O – Oral contract
26/7/17
BLUE v ASHLEY [2017] EWHC 1928 (Comm)
Considers the test for proving an oral agreement [48] - [64] and the weakness of evidence based on memory [65]. On the facts no reasonable person would have considered that a conversation in a pub was serious and was intended to create a contract for payment of £15m.
11/3/15
CARLYLE v ROYAL BANK OF SCOTLAND PLC [2015] UKSC 13
The Scots appeal court had been wrong to reverse the judgment of the trial judge which turned on factual findings that an oral agreement had been made by which the bank agreed to finance not only the purchase price of land but also the costs of developing it. The undisputed evidence was that the customer had asked the bank not to give him the money for the land unless it also gave him the money to build and the bank had subsequently told him “it’s all approved”. Although it would have been open to the trial judge to conclude this was only a decision in principle, he did not have to. Based on Scots authority, the fact that parties envisage that their agreement will be set out in a formal contract does not by itself prevent their agreement having legal effect until then. Subsequently signed facility letters only superseded the agreement so far as concerned the terms of the loan for the purchase.
17/5/13
JUMANI v MORTGAGE EXPRESS, Ch D
Receivers were appointed over a portfolio of buy-to-let properties under mortgages which gave the mortgagee the right to require all mortgages to be redeemed together rather than individually.

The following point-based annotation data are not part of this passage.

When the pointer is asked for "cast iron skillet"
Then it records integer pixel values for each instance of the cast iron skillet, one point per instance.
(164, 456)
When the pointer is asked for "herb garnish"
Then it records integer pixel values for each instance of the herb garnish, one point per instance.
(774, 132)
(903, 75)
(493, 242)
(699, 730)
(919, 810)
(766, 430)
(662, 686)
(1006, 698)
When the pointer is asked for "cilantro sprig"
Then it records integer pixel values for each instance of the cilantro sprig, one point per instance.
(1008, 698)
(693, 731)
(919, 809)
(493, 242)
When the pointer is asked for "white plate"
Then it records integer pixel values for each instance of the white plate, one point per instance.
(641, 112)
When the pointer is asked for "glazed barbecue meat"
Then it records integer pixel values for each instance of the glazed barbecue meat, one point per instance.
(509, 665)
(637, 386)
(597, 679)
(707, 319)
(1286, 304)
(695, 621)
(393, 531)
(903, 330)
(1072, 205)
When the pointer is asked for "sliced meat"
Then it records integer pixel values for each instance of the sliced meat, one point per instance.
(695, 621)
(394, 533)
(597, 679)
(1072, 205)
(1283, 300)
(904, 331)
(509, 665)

The claimant alleged an oral agreement had been reached to allow him to pay off the arrears and have the receivers discharged on some properties. The claim failed. The alleged agreement would have varied the mortgage terms and was inherently improbable. On an objective analysis and applying commercial common sense, nothing discussed had been intended to give rise to a binding agreement.
21/12/12
FCL (LONDON) LTD v VOICE [2012] EWHC 3684 (QB) [29]-[31]
In deciding the terms of an oral or partly oral contract evidence of the parties’ subjective understanding is admissible as is evidence of things said or done after the contract.